Yes. Swiss cheese is an aged cow’s-milk cheese made from milk, cheese cultures, salt, and enzymes — no wheat, barley, rye, or oats. Sargento and major brands state their natural cheeses are gluten-free. Emmental, Baby Swiss, and Jarlsberg are all gluten-free.
Are the holes in Swiss cheese gluten?
No. The holes (“eyes”) in Swiss cheese form from carbon dioxide gas released by Propionibacterium cultures during aging.
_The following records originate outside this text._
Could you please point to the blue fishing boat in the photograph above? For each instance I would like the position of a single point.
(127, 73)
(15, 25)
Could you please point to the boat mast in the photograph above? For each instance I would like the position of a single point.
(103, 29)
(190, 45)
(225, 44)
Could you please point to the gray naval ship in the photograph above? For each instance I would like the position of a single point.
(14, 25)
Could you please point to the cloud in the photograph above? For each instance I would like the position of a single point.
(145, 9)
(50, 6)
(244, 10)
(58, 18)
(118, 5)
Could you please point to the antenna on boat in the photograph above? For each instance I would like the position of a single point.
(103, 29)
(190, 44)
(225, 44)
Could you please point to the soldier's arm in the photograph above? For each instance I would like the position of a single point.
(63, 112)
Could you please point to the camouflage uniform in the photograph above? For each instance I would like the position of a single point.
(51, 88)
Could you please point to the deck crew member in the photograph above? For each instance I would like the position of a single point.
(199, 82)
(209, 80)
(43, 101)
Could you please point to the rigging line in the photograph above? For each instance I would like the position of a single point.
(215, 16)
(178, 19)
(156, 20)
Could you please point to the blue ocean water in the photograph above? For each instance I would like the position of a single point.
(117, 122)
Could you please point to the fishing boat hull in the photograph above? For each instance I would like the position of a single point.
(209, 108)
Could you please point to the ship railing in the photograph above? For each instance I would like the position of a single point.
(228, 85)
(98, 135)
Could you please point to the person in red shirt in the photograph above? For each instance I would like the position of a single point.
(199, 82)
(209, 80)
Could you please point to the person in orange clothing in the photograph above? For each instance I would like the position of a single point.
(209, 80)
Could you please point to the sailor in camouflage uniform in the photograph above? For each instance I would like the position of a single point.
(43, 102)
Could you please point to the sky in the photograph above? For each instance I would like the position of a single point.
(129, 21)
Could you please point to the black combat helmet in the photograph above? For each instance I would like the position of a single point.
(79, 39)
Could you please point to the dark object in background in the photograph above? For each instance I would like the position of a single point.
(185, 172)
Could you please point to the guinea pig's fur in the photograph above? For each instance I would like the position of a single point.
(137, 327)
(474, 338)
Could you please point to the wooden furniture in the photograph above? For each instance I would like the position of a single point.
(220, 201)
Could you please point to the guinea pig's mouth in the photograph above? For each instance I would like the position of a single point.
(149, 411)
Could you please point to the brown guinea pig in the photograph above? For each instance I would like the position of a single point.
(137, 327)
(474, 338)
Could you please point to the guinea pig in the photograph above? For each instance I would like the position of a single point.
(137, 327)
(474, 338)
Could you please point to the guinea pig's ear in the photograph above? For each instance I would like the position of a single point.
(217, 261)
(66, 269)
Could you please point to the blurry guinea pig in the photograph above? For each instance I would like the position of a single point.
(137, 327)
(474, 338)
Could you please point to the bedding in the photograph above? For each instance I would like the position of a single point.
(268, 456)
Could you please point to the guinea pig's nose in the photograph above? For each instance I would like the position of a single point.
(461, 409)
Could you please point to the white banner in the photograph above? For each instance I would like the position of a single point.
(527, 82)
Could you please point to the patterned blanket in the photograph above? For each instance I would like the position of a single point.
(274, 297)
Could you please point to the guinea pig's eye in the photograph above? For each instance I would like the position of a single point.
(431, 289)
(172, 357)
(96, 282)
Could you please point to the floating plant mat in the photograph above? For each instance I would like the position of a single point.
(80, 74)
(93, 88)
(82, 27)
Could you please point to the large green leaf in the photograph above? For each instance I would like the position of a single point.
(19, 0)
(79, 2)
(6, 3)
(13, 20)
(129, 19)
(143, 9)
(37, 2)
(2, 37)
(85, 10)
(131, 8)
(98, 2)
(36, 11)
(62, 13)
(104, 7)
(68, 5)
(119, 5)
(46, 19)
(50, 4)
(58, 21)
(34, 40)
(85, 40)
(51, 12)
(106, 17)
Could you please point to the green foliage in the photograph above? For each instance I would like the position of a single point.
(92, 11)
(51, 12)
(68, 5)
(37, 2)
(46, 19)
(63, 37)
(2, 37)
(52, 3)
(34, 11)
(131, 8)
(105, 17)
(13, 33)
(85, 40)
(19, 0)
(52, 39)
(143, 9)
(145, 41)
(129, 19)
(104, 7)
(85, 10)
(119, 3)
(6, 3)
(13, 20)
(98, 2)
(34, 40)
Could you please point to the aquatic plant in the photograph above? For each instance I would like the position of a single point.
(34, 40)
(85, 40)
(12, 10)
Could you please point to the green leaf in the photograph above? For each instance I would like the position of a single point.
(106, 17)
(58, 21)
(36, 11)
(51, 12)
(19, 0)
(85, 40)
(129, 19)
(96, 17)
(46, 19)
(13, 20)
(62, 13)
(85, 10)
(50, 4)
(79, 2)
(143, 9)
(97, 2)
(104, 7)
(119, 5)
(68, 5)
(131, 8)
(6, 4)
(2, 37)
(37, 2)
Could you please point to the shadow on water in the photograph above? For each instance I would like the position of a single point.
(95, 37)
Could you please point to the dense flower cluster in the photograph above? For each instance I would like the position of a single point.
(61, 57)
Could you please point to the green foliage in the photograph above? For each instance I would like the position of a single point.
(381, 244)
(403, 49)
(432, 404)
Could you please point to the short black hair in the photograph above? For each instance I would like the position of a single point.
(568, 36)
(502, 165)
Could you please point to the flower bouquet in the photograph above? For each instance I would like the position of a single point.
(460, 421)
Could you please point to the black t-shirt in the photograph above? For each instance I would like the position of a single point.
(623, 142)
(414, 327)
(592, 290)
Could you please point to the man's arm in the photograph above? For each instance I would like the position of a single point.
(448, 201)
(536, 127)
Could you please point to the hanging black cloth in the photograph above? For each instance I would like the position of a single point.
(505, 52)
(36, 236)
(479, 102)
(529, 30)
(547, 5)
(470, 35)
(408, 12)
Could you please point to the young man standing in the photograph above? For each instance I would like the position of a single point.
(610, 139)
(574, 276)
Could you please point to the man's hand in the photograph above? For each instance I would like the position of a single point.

It’s bacterial fermentation, not grain, yeast bread, or anything gluten-containing. Swiss cheese with holes is gluten-free.
Is a Reuben sandwich gluten-free?
No. A classic Reuben is corned beef and Swiss cheese on rye bread with sauerkraut and dressing. Rye is one of the FDA-defined gluten-containing grains, so the rye bread makes the Reuben NOT gluten-free. The Swiss cheese itself is gluten-free — it’s the bread.
Is Jarlsberg gluten-free?
Yes. Jarlsberg (a Norwegian Swiss-style cheese with holes) is made from milk, cultures, salt, and enzymes — no grain. Like Emmental and Baby Swiss, Jarlsberg is gluten-free. Verify only unusual smoked or flavored Jarlsberg variants for added ingredients.
Is deli-sliced Swiss gluten-free?
The Swiss cheese itself is gluten-free, but deli slicers are often shared with breaded or coated meats and can carry crumbs. Ask the deli to clean the slicer first, or buy pre-packaged Swiss to avoid the cross-contact risk.
Is Swiss cheese fondue gluten-free?
The Swiss cheese is gluten-free, but traditional fondue often uses a flour or cornstarch thickener and is served with bread for dipping. A fondue thickened with cornstarch (not wheat flour) and served with gluten-free dippers would be gluten-free; verify the recipe. The bread served alongside is the obvious gluten source.